I can’t seem to keep my mind off of fungus. Even driving around the city of Buffalo, I look for signs of these forest floor inhabitants. I drive by a stump that used to be a huge oak almost every day. Last fall, as soon as it was cut down honey mushrooms (Armillaria sp.) popped up at its base and all along its roots, stretching nearly 60 meters. These sweet smelling innocuous looking honey mushrooms lay waste to countless trees each year, parasitizing their roots for nutrients. With its root system failing, this mature oak had no chance. So, after a rain and if I’m in the area, I will drive by to see if any fruiting bodies appear. Well today that stump did not disappoint.
I saw bunches of small tan-brown mushrooms all over the base of the stump. I pondered confusingly, because it is not the season for honey mushrooms. I stopped the car, grabbed my camera and excitedly trotted to the stump to investigate. I knew right away these where not honey mushrooms. They were smaller, fragile and had dark gills. Honey’s are a medium-large, sturdy mushroom with white gills. The dead giveaway was that the older fruiting bodies here appeared to be melting. I knew these! I had found a patch of ink caps!
To be exact, I found Coprinellus micaceus also known commonly as the mica cap. The cap surface of young mica caps usually sparkle with shiny granules, but the torrential downpours we’ve received in the past few days washed them away before these pictures were taken. An ink cap is a loose term that composes all fungi that liquefy after cap maturation in a process called deliquescence (my new favorite word). Genetic and morphological studies have separated the ink caps that were once grouped into the family Coprinaceae into two families, the Agaricaceae and the Psathyrellaceae. Not all the fruiting bodies in these families are deliquescent or partake in auto-digestion, which shows that this trait evolved more than once.
So how do these mushrooms seemingly melt into a black puddle of goop? And why? What the fungus is going on?! Well, fungal cell walls are made up of chitin, a modified polysaccharide that gives mushrooms, and insect exoskeletons rigidity. After the Coprinellus micaceus and other deliquescent species release their spores, enzymes called chitinases are released from the vacuoles of senescing gills. These enzymes structurally degrade their caps, as their stipe remains upright, only to support a dripping mess. What’s the benefit of this enzymatic response? Is there any evolutionary significance to deliquescence? The truth is, there doesn’t have to be.

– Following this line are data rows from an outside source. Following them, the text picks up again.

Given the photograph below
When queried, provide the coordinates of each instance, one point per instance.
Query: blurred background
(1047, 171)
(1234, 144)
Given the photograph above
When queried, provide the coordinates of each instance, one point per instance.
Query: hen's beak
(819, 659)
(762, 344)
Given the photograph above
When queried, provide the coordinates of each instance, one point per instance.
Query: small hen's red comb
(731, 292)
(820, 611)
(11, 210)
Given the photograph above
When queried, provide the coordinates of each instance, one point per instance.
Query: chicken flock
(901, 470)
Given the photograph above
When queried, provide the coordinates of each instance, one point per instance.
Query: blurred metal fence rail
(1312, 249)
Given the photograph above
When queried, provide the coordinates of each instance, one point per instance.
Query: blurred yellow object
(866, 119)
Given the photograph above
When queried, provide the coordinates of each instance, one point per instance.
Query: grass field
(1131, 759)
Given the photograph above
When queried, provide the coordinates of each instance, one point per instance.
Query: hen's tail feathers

In the field of ecology, we always look to describe natural phenomena. There must be an evolutionary significance for everything, right? Wrong. This is a thinking fallacy humans impose on the subject of nature. The overall fitness of the fungus isn’t affected because deliquescence happens after the majority of its spores are released. After successfully discharging potential offspring, these fungi complete its life cycle. The way an organism decomposes is ecologically irrelevant. Whether or not the fungus turns to goop depends on its physiology. Some physiological configurations occur just by chance, and don’t enhance or diminish the organism’s fitness. Fungi in the families Agaricaceae and Psathyrellaceae are not affected by deliquescence. It doesn’t offer a fitness advantage, but it also doesn’t reduce the chance of spores to reach viable substrate which is why this occurred in phylogenetically separate fungi. By chance, these fungi produce chitinases and release them after spore release. Many of us look to understand why some species do what they do, but sometimes, they have evolved random enzymatic responses that doesn’t truly affect them. And sometimes those random enzymatic responses look really cool.